Lloyds Banking Group has taken a £1.8bn hit for payment protection insurance (PPI) mis-selling compensation, almost wiping out its third quarter profits.
It takes the bank’s total bill for the PPI scandal to close to £22bn
The PPI cost meant the bank made just £50m of profits in the third quarter. It also knocked profits for the first nine-months, which fell 40% to £2.9bn.
Lloyds added Lord Blackwell would leave as chairman at or before the bank’s annual meeting in 2021.
The £50m of third quarter profits is down from £1.8bn in the same three months a year ago.
The bank’s chief executive, Antonio Horta-Osorio, said: “I am disappointed that our statutory result was significantly impacted by the additional PPI charge in the third quarter, driven by an unprecedented level of PPI information requests received in August”.

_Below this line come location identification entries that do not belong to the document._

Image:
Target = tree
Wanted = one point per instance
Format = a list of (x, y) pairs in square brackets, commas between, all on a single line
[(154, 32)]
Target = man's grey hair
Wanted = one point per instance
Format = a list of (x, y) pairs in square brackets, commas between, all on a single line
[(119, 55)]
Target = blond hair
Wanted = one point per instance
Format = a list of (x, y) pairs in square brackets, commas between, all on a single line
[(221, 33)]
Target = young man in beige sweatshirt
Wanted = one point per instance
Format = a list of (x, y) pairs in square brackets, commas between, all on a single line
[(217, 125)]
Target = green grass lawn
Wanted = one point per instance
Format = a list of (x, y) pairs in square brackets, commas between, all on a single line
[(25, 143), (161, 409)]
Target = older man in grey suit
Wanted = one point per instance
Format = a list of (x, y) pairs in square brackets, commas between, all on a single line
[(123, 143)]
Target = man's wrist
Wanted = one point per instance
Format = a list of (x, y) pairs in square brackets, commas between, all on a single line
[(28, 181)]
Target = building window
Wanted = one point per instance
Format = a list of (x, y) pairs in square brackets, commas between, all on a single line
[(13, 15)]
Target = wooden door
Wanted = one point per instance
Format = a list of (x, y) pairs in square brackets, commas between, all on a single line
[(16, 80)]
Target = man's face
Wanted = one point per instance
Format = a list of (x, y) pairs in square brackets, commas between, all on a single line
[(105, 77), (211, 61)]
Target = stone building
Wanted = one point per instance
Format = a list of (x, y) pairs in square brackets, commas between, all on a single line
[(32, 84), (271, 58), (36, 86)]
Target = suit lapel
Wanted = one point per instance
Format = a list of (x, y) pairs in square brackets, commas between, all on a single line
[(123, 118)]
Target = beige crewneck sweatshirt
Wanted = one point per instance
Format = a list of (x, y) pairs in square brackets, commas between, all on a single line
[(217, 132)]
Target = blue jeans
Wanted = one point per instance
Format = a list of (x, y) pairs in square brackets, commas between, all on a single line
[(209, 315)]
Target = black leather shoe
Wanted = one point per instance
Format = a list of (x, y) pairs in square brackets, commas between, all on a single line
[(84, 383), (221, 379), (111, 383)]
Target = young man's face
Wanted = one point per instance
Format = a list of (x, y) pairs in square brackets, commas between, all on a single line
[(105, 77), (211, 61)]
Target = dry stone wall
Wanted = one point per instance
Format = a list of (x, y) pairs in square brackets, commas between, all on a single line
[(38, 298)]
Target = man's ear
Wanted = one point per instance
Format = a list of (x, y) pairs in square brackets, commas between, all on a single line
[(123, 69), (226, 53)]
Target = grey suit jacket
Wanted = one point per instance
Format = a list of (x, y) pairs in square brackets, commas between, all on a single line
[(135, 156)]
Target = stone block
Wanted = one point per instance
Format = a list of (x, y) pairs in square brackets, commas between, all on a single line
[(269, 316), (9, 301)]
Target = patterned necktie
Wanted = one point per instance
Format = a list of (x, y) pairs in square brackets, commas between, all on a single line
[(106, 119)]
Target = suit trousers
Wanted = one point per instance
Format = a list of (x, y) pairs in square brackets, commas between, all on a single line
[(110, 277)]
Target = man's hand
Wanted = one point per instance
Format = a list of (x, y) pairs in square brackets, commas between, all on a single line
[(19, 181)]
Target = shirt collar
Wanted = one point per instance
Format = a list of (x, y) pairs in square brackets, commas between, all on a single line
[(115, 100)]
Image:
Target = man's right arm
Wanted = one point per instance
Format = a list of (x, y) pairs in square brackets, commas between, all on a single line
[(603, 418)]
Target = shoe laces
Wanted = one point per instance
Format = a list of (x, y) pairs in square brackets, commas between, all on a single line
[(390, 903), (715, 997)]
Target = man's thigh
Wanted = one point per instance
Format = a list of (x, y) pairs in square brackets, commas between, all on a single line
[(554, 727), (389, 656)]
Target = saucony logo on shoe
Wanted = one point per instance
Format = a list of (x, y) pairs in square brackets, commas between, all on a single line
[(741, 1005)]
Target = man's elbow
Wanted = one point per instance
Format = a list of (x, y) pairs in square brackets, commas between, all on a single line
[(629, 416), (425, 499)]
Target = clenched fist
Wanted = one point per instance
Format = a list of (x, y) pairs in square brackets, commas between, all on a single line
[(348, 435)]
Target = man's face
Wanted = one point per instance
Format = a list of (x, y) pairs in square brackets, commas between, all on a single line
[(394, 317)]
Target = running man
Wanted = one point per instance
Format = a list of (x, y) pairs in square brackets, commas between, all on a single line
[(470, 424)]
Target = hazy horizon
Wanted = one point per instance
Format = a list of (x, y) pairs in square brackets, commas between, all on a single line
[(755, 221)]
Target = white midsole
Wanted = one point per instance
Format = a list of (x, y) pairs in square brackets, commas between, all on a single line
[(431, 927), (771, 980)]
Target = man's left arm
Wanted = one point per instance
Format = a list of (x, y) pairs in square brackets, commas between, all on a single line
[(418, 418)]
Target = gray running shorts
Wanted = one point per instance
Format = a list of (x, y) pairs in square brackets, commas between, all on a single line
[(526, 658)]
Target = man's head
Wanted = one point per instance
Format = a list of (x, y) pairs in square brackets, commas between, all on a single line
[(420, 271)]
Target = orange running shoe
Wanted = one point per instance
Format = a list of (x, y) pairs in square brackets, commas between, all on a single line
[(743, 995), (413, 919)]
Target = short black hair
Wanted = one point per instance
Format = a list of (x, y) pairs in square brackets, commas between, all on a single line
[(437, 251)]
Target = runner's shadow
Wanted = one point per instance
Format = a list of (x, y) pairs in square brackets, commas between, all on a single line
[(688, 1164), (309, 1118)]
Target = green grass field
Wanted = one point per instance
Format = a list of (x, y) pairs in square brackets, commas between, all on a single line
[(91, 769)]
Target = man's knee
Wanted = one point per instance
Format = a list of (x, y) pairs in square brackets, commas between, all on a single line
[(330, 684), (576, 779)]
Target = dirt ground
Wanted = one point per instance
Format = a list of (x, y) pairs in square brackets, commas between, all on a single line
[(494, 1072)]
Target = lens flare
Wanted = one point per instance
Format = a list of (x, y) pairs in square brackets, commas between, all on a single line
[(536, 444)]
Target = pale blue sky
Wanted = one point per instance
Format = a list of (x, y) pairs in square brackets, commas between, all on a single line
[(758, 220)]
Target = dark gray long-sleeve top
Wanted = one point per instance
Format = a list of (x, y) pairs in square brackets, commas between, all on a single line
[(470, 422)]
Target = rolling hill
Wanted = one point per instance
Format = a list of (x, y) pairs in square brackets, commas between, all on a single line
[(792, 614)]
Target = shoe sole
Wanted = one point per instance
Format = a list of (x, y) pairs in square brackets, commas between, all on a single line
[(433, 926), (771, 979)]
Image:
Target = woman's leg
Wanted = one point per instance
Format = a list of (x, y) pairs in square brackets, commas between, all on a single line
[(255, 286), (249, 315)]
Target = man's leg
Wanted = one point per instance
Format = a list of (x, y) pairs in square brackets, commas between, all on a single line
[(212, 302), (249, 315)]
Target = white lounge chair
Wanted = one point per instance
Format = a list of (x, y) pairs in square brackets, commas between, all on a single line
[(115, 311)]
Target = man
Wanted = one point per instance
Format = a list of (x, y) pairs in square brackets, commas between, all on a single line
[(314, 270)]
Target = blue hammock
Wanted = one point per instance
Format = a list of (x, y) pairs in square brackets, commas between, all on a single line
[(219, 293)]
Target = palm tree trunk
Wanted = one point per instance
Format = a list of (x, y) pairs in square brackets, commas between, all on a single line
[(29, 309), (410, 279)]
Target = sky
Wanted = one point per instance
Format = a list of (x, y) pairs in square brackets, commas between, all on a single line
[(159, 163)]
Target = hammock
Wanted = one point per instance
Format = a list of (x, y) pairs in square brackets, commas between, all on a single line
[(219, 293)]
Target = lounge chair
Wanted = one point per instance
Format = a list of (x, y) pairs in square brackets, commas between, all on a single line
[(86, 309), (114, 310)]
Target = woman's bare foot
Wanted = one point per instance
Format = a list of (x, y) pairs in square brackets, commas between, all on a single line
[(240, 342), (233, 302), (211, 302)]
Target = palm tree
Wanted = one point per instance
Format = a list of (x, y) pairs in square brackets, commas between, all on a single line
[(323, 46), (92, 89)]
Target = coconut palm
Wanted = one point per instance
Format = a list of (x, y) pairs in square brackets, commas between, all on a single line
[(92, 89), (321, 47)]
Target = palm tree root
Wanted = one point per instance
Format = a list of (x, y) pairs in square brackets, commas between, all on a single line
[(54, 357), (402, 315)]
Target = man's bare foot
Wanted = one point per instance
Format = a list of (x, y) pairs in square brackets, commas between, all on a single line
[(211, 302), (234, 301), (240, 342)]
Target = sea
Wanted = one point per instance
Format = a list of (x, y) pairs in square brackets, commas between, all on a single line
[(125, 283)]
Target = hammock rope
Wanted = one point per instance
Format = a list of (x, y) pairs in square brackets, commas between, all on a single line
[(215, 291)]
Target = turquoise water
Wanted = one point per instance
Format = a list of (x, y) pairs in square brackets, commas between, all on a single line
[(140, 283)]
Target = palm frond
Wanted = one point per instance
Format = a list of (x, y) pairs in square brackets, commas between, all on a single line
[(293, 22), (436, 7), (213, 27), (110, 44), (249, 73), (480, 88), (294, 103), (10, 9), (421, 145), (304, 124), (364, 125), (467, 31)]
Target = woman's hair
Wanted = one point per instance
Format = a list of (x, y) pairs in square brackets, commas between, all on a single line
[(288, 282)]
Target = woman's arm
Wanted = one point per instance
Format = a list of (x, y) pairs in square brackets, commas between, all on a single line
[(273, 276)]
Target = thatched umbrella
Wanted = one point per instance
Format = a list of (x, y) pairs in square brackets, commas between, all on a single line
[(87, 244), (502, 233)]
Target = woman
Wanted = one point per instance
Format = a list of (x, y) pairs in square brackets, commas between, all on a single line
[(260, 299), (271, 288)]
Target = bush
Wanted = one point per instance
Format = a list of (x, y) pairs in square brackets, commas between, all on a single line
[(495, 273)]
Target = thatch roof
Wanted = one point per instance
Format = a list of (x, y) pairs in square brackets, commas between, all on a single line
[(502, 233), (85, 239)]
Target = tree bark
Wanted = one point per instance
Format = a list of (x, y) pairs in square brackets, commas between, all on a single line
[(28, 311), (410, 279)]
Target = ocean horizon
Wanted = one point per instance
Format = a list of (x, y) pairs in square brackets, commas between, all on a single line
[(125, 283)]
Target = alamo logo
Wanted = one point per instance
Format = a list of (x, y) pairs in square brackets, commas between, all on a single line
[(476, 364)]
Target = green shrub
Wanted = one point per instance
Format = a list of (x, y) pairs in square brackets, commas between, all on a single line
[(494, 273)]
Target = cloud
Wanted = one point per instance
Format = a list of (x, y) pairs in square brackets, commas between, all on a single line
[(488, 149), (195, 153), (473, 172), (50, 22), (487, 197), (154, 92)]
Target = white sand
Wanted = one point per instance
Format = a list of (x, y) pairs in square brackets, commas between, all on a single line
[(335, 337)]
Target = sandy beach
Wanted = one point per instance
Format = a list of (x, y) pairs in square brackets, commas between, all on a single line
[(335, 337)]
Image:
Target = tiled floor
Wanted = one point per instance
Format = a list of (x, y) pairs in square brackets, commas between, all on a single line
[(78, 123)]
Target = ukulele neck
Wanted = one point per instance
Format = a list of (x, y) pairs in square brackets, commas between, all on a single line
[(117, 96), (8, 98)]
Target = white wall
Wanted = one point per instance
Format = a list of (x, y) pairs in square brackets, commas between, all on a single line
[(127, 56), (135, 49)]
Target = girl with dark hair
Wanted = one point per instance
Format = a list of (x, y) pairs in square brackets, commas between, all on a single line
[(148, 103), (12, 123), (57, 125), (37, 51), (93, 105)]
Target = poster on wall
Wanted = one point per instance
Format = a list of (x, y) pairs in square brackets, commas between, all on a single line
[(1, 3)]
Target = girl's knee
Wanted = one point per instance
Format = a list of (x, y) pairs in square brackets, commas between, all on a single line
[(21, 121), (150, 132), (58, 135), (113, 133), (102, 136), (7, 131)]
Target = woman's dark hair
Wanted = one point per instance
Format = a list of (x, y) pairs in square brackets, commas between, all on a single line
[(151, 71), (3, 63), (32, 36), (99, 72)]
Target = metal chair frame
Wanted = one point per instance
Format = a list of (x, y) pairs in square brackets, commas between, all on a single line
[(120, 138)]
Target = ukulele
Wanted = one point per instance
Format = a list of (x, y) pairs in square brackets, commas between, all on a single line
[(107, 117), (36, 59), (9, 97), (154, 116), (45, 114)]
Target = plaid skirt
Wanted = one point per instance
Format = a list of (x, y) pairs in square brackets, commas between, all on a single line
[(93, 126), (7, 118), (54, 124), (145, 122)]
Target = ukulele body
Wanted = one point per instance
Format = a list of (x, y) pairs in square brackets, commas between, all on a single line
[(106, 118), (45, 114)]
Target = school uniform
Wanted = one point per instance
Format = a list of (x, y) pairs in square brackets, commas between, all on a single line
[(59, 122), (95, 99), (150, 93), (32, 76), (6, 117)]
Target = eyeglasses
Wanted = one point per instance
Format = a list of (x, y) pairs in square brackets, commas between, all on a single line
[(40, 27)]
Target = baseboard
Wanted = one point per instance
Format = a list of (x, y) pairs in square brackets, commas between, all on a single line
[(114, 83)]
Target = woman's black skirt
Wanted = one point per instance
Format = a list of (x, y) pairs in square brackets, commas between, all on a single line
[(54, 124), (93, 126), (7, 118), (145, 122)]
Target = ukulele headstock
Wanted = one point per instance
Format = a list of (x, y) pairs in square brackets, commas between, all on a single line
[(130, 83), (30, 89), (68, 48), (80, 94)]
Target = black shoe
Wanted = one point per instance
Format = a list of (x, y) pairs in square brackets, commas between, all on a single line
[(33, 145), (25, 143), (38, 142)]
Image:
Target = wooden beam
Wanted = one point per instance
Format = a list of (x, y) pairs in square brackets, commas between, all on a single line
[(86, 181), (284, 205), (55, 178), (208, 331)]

The City regulator set a 29 August deadline for claims for compensation for PPI, which prompted a rush of claims.
Lloyds has the biggest bill of all the banks for mis-selling of the insurance policy – which was intended to cover loan payments if, for instance, customers fell ill, but was often sold to people who did not want it or did not need it.
Nevertheless, Mr Horta-Osorio said the bank’s financial performance had been solid despite a “challenging external environment”.
“We will maintain our prudent approach to growth and risk whilst continuing to focus on reducing costs and investing in the business to transform the group for success in a digital world,” he said.
Lloyds – which owns the UK’s biggest mortgage lender Halifax – also said that “continued economic uncertainty could further impact the outlook” for the business.
Mr Horta-Osorio took the helm after bank was rescued during the 2008 financial crisis and since 2017 the government has not had a stake in the bank.
The retirement of one of his closest colleagues, chief operating officer Juan Colombas, was also announced. He joined the management team in 2011, and will retire in July next year.